How to choose a Servlet-Engine?


Web tier: servlets, JSP, Web frameworks: How to choose a Servlet-Engine?

  1. How to choose a Servlet-Engine? (3 messages)

    I need to choose a servlet-engine for my company.

    I looked at the popular servlet-engines sites (Tomcat, JRun, IPlanet) but could not find any real difference between them.

    What features are there that makes one servlet-engine better that the other? I mean except the ususal marketing stuff (better performance, better clustering etc.).

    Threaded Messages (3)

  2. How to choose a Servlet-Engine?[ Go to top ]

    As far as i have seen the differences are:
    - The marketing stuff (sometimes it DOES make a difference)
    - The price ;)
    - Support by vendor (if you buy a commercial product, you usually get support)

    I recommend tomcat, great servlet engine, runs on apache wich is a great webserver and the best part: it`s open-source ;), but hey, that`s just imho.

    Good luck,

  3. How to choose a Servlet-Engine?[ Go to top ]

    of course you won't find much difference; they must all adhere and function to an API spec. for example, in servlet 2.2/jsp 1.1, the jsp:include tag is bugged and you must set flush to true. (<jsp:include page="target" flush="true" />)

    a vendor can easily fix it and then advertise, 'yeah, we fixed the flush bug, use our engine', but that would mean losing compatibility with everyone else conforming to the 'buggy' standard.

    choosing a servlet engine really depends on a lot of other factors. if your infrastructure has a development server, then i'd go with tomcat because it is THE STANDARD. everyone else must conform to tomcat's servlet api in order to claim that they support a certain api version. tomcat 3.x.x supports servlet 2.2/jsp 1.1 whereas tomcat 4.x.x supports servlet 2.3/jsp 1.2

    when choosing an alternative, you are really looking for A LOT of factors and some research may be required... here's some common questions that you should ask yourself, or your company

    1) Do we need EJBs?

    JRun, for example, has 3 different versions of its product ranging from strictly a web container to a fully equipped application server

    2) Are we going to be using proprietary tools?

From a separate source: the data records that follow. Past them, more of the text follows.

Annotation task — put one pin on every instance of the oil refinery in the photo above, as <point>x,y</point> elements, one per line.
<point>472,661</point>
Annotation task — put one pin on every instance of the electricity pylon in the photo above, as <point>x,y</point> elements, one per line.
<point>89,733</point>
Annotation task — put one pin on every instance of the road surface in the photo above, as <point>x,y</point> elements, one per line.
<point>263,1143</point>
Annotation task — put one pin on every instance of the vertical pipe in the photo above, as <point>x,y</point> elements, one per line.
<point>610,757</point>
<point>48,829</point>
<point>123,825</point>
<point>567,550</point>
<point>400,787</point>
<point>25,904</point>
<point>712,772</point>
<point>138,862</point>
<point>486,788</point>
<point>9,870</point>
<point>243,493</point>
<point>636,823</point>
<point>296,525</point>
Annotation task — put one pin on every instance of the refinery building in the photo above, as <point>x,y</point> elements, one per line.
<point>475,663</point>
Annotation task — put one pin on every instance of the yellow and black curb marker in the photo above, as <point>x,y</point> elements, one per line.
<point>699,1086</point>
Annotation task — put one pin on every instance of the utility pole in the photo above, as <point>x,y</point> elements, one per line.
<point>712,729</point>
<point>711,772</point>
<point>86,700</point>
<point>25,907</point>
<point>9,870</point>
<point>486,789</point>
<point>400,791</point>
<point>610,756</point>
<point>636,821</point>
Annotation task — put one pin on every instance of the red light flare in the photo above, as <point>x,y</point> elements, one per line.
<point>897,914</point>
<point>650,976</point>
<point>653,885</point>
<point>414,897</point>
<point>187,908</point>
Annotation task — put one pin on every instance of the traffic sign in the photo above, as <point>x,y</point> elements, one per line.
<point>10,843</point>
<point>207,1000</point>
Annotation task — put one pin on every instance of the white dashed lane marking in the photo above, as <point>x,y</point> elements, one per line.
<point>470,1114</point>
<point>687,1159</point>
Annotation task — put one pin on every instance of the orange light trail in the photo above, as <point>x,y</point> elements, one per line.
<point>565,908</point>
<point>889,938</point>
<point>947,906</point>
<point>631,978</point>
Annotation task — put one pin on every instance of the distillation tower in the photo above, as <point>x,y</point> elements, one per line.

    People complain that "j2ee isn't a reality because my websphere stuff won't run on jboss" or something like that. As nice as it is for vendors to provide tools, it's your fault for adopting them =p. however, a lot of vendors provide some extremely nice tag libraries and utilities, so that may be a deciding factor

    3) Is the server easy to maintain?

    JRun has one of the slickest interfaces to maintain the server. iPlanet has a pretty nice interface also. I like editing my xml configuration files with vi so i don't really care. however, being able to manage the server remotely through a gui is very attractive.

    4) How much money can I afford?

    Even if you had a lot of money, don't buy stuff you don't need. There's a lot of funky pricing methods (i.e. per cpu, per MHz, etc.) and sometimes, products are overpriced for features you may never use. Just be wary of your spending so you know what you're getting

    5) What kind of licensing can we get?

    This is related to #4, but it's worth deciding on a 'engine' for its licensing scheme. For example, Orion is free for non profit organizations so I can use it in production.

    6) Is the product here to stay?

    Don't use a product made by a company that may go out of business tomorrow. When a company goes out of business, there will be no future upgrades and support.

    7) Who else is using it?

    This is a small deciding factor, but you can use it to gauge the quality and benefit of using the product...

    there's a whole lot more. just be smart and do your research.

    I'd recommend the following:

    Orion - free for educational and non-profit orgs, really easy to update, great performance, oracle uses orion at its core

    JRun - great management system, multiple versions (standard, pro, enterprise), good performance

    JBoss - free, open source

    Tomcat - free, open source, THE STANDARD! =p

    the big boys such as bea and ibm are waay to expensive for where i work, but have many benefits as well. again, do your research and you'll be fine.
  4. How to choose a Servlet-Engine?[ Go to top ]

    Check out the new HP Application Server, its free, J2EE compliant and very scalable.